Déjà pressentie par le philosophe chrétien Jean Guitton, la "vive accélération du temps» conduit par exemple le sociologue et philosophe allemand Hartmut Rosa à évoquer une «identité performative" de l’être humain: ce dernier, explique le professeur à l’Université Friedrich Schiller de Léna, se voit "contraint à toujours surfer sur le haut de la vague", sans s’interroger sur la "direction à prendre, c'est-à-dire le sens à donner à sa vie". Une existence placée sous l’empire de "l’immédiateté" et du "toujours plus"" et incapable de supporter la moindre défaillance qu’elle assimile à la chute. Une dysrythmie planétaire à l’origine de graves ruptures identitaires par ailleurs dénoncées à l’unisson par les sociologues et les spécialistes de la psyché: l’anthropologue et professeur émérite des Universités François Laplantine la tient pour une "décompression" susceptible d’éclairer l’engouement des hommes pour les nouvelles religiosités, croyances et autres spiritualités multiformes tandis que le psychiatre et organisateur de ce Congrès Jean Furtos pointe l’apparition de nouvelles pathologies mentales d’autant plus imperceptibles qu’elles sont masquées par les pratiques communes et répandues de la mondialisation.

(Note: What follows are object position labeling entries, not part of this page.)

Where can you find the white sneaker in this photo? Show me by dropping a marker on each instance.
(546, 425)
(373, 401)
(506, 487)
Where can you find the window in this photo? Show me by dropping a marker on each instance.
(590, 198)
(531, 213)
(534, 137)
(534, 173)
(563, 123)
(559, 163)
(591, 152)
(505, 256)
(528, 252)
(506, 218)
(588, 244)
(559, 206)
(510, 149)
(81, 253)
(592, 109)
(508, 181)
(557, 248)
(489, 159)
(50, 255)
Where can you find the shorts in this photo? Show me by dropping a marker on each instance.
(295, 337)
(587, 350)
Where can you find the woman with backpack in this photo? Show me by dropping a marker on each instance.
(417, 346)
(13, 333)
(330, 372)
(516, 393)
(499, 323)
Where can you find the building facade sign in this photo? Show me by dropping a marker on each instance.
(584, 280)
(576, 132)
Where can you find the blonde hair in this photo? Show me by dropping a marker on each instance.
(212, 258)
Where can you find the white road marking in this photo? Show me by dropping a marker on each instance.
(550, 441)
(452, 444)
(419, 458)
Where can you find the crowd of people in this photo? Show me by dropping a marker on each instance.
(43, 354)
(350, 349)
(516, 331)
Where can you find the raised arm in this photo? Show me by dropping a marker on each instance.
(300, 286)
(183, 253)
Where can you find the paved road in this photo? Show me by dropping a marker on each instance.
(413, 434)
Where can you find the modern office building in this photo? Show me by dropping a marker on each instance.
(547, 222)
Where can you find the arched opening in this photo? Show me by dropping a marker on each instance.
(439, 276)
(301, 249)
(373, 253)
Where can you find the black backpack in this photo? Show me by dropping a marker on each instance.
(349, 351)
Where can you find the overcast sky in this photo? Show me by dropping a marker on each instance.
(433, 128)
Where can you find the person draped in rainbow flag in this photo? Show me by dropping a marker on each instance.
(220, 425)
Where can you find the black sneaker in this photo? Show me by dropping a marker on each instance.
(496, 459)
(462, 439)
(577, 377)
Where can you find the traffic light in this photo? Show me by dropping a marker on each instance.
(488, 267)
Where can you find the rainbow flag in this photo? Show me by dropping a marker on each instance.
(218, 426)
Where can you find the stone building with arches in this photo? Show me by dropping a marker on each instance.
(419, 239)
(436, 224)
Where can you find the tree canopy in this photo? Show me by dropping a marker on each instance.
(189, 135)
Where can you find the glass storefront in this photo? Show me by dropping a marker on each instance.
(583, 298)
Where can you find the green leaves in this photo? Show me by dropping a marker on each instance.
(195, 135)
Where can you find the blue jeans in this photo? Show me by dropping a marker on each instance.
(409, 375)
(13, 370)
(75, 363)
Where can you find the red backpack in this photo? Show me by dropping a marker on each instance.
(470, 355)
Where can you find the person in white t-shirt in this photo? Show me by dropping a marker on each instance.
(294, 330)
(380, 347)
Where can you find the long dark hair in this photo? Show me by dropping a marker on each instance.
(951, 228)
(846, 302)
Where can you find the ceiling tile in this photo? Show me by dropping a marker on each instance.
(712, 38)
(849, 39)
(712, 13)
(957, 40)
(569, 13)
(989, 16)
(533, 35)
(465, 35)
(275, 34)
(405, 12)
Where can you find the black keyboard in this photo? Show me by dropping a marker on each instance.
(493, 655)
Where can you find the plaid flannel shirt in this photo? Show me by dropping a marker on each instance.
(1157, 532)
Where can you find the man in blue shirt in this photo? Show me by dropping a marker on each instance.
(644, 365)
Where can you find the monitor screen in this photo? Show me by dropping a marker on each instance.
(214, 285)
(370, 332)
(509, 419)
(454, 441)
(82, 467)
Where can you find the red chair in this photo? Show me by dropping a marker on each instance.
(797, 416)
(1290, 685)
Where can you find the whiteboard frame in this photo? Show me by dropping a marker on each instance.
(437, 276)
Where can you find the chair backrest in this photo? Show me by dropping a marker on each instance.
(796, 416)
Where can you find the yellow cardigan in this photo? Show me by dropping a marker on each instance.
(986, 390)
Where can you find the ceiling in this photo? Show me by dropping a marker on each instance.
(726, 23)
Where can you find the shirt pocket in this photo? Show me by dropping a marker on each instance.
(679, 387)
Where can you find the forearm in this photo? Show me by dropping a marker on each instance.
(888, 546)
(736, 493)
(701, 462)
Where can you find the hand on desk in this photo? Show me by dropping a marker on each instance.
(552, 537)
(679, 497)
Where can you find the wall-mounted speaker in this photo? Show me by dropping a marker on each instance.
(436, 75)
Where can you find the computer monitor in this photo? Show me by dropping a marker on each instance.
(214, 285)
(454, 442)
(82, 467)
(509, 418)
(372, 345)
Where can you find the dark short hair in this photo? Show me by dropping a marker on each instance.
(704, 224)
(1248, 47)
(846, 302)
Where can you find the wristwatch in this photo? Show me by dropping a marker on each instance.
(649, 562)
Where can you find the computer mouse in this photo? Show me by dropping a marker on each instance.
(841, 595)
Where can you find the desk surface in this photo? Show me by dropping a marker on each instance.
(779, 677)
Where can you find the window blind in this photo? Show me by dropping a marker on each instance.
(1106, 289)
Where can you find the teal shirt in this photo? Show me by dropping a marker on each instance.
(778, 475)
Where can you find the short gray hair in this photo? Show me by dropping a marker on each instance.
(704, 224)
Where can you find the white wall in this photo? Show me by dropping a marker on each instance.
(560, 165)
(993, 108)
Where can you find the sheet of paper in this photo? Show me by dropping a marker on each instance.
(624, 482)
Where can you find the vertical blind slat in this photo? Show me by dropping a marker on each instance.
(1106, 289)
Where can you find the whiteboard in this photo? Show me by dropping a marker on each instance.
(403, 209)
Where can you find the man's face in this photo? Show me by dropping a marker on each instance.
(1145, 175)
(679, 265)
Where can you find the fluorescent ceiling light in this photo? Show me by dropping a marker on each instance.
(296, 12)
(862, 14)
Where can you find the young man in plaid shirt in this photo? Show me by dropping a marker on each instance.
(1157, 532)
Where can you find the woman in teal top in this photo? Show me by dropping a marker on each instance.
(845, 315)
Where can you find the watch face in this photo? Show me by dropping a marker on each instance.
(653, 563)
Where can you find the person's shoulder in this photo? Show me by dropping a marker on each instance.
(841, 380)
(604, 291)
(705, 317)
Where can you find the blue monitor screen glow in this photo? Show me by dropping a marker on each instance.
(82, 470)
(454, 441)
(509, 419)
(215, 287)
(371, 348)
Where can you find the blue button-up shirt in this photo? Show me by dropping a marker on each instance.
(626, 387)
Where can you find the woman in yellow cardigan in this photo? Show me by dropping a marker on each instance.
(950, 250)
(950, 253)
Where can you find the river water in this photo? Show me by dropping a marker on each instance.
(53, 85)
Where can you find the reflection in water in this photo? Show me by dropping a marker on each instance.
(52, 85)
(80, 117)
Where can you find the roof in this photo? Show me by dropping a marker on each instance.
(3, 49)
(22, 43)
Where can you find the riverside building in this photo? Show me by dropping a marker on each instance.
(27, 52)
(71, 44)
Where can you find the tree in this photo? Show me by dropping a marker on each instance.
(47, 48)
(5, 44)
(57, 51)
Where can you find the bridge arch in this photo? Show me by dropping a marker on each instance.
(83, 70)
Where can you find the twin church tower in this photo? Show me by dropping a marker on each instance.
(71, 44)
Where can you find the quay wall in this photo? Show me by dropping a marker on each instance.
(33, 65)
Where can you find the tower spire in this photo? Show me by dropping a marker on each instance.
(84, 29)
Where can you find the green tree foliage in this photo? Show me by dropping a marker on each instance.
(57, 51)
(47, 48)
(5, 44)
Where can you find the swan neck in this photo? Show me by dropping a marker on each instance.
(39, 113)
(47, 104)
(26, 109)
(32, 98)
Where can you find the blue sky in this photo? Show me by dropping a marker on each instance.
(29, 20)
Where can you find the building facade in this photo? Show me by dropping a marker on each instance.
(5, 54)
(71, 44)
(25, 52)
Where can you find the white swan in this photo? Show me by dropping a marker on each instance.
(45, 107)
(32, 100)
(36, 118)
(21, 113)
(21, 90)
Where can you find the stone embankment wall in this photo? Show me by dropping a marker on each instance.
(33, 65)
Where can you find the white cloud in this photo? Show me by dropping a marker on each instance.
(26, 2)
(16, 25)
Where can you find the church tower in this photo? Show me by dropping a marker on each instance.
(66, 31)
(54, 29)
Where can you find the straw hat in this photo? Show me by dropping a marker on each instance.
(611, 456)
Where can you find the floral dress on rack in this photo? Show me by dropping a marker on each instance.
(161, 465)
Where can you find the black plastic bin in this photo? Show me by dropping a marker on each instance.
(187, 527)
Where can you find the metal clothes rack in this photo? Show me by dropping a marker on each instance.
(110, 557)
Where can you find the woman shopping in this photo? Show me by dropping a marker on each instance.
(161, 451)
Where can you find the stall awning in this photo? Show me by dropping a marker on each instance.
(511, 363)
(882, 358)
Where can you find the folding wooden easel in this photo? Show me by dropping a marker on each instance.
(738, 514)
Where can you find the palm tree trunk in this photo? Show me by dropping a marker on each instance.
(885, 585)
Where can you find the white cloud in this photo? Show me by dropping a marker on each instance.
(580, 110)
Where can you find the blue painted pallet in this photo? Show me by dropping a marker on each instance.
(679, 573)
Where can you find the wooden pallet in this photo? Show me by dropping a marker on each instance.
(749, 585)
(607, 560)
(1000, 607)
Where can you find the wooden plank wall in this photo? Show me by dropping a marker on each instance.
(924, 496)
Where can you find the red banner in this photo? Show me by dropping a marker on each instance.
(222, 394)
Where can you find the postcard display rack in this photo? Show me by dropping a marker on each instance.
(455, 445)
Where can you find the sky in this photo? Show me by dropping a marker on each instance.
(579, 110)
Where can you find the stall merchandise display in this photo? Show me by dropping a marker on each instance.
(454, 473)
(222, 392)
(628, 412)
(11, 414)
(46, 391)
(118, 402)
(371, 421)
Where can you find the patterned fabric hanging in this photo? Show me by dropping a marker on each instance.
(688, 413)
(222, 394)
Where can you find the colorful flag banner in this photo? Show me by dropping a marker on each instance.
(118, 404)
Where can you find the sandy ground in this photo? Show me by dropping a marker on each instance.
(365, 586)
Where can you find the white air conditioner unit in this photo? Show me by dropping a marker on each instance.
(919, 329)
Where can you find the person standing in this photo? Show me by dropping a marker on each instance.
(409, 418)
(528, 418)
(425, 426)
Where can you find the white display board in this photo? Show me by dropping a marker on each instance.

Pour la première fois aussi dans un forum psychiatrique, un atelier évoquait, sous la coordination de la psychanalyste lyonnaise Joëlle Rochette, la question de la "construction du cerveau social chez le bébé à l’épreuve de la précarité". Effet positivement pervers, la «globalisation» suscite fort heureusement une prise de conscience aussi large que ses symptômes jusque dans des régimes parfois rétifs à la considération des besoins humains. Venu spécialement de Chine, le professeur Qin Hui du Département d’Histoire de l’Université Tsinghua a tenu, devant une assistance médusée, un langage aussi courageux qu’inattendu sur les pratiques d’internement asilaire dans l’Empire du milieu: il a évoqué avec force chiffres et cas cliniques, les "évolutions favorables à l’humain de la psychiatrie chinoise" dont les membres n’hésitent parfois plus à "s’opposer au diagnostic administratif" tout en soulignant "le rapide développement des thérapies analytiques" dans son pays. Avec, en outre, une audacieuse pointe d’humour comparatif à propos des méthodes russes: "en Russie, on interne des hommes sains qu’on fait devenir fous, en Chine, on amène à l’hôpital psychiatrique des hommes réputés fous qu’on relâche sains !".
Une "Déclaration de Lyon" rédigée par les organisateurs et des "recommandations" signées par les deux cents intervenants énoncent une dizaine de principes fondamentaux centrés sur la notion de "précarité" définie par Jean Furtos sur la base du "hilflosikeit" freudien de l’enfant: le "besoin absolu d’autrui pour vivre" et "qui s’oppose à l’exclusion". Rappelant que les "contextes sociaux, économiques et politiques sont susceptibles de faire basculer massivement les liens humains du côté de la méfiance", le Chef de service à l’Hôpital du Vinatier et Directeur de l’Observatoire des Pratiques en Santé Mentale et Précaire propose d’instaurer une organisation pérenne sous la forme d’un "Observatoire International sur la Mondialisation et l’Ecologie humaine", espace public mondial en charge "d’objectiver, mesurer et qualifier les effets psychosociaux défavorables de la mondialisation" tout en cherchant à promouvoir une "écologie du lien social", à même de responsabiliser décideurs politiques et pouvoirs économiques. Une tâche ardue et à contre-courant mais soutenue, si l’on en croit sa participation massive aux nombreux symposiums du Congrès, par un public très engagé.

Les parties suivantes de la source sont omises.